Bangalore: The Competition Commission of India, or CCI, has said a government policy to shortlist only six bidders for cargo handling projects at 12 major state-owned ports does not benefit competition.
“Limiting the number of players is not a pro-competitive measure. It is not conducive to competition,” said an official at CCI—the country’s apex body that is mandated to rule on issues related to monopolies, competition, and mergers and acquisitions.
The shortlisting policy has invited litigation by four entities that were exluded from bidding for a Rs1,300-crore container handling terminal at Ennore Port in Chennai and filed writ petitions in the Madras high court seeking a stay on the tendering process.
Port trouble: A file picture of the Jawaharlal Nehru Port in Mumbai. (Photo: Ashesh Shah/Mint)
They have argued the policy was anti-competitive and arbitrary, and the port had erred in computing the so-called experience scores. Nine of the applicants with top experience scores from a list of 22 were eliminated from the bidding.
The four entities include global port operator PSA International Pte Ltd, Sical Infra Assets Ltd, a unit of Sical Logistics Ltd, ABG Infralogistics Ltd and the India Terminal consortium that comprises state-run Shipping Corp. of India Ltd, Terminal Investment Ltd, Samsung Group, Container Corp. of India Ltd, Central Warehousing Corp. and Hind Terminals Pvt. Ltd. Terminal Investment is an independent company promoted by Geneva-based Mediterranean Shipping Co. SA, or MSC, the world’s second biggest container shipping firm.
ABG has filed a writ independently though it is part of a PSA-led consortium.

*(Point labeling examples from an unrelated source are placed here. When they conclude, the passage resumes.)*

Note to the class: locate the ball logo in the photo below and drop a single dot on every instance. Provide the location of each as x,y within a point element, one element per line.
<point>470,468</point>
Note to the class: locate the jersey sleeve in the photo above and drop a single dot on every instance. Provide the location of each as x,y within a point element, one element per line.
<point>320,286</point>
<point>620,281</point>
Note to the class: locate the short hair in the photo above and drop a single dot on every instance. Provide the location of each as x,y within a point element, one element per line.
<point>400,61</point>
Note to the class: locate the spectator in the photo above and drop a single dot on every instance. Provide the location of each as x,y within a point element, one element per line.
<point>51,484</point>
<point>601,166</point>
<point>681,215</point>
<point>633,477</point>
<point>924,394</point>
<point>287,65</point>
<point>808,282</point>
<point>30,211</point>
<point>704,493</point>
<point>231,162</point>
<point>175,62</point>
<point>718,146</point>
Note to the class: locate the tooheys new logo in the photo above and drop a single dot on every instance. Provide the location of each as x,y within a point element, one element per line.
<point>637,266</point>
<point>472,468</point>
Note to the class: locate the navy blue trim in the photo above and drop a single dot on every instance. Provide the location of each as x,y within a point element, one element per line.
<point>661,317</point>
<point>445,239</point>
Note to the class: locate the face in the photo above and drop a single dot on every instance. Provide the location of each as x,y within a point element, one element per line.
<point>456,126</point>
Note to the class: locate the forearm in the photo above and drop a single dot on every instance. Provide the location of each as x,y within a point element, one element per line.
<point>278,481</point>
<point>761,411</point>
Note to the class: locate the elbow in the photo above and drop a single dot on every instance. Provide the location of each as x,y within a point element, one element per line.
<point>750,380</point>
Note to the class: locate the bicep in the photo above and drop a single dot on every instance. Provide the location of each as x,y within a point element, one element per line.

These entities have also questioned the port’s decision to exclude them on the grounds that they were “non-serious” bidders. “If global port operators such as DP World and PSA are not serious players for a port business, then who are?” asked an executive with PSA who did not want to be named.
India’s Planning Commission has defended the controversial shortlisting policy. “On the one hand, the number of pre-qualified bidders should be adequate for ensuring real competition in bidding,” said the shortlisting policy recommended by the plan panel and approved by its committee on infrastructure. “On the other hand, a large number of short-listed bidders is viewed as a factor that dampens participation by serious bidders.”
“Limiting the number of players in a competitive bidding process acts as an entry barrier and obstructs competition,” said the CCI official who didn’t want to be named as he is not authorized to speak with the media. “All those potential bidders who qualify under the technical eligibility criteria should be allowed to bid. To state upfront that only six will be shortlisted is not a proper way of looking at it.”
The eligibility criteria set by the Planning Commission excludes experience in shipping, an activity that plays a key role in cargo-handling projects. “This is absurd. Port operators have long-term contracts with shipping firms that ship cargo and are their main customers,” said an official at Shipping Corp. “The tendering process lacks clarity and will unnecessarily delay the process to boost cargo-handling capacity at India’s 12 major ports,” said Shailesh Garg, general manager at the India unit of London-based maritime consultancy Drewry Maritime Services Pvt. Ltd. These ports have a 75% share of the cargo handled at all ports in India.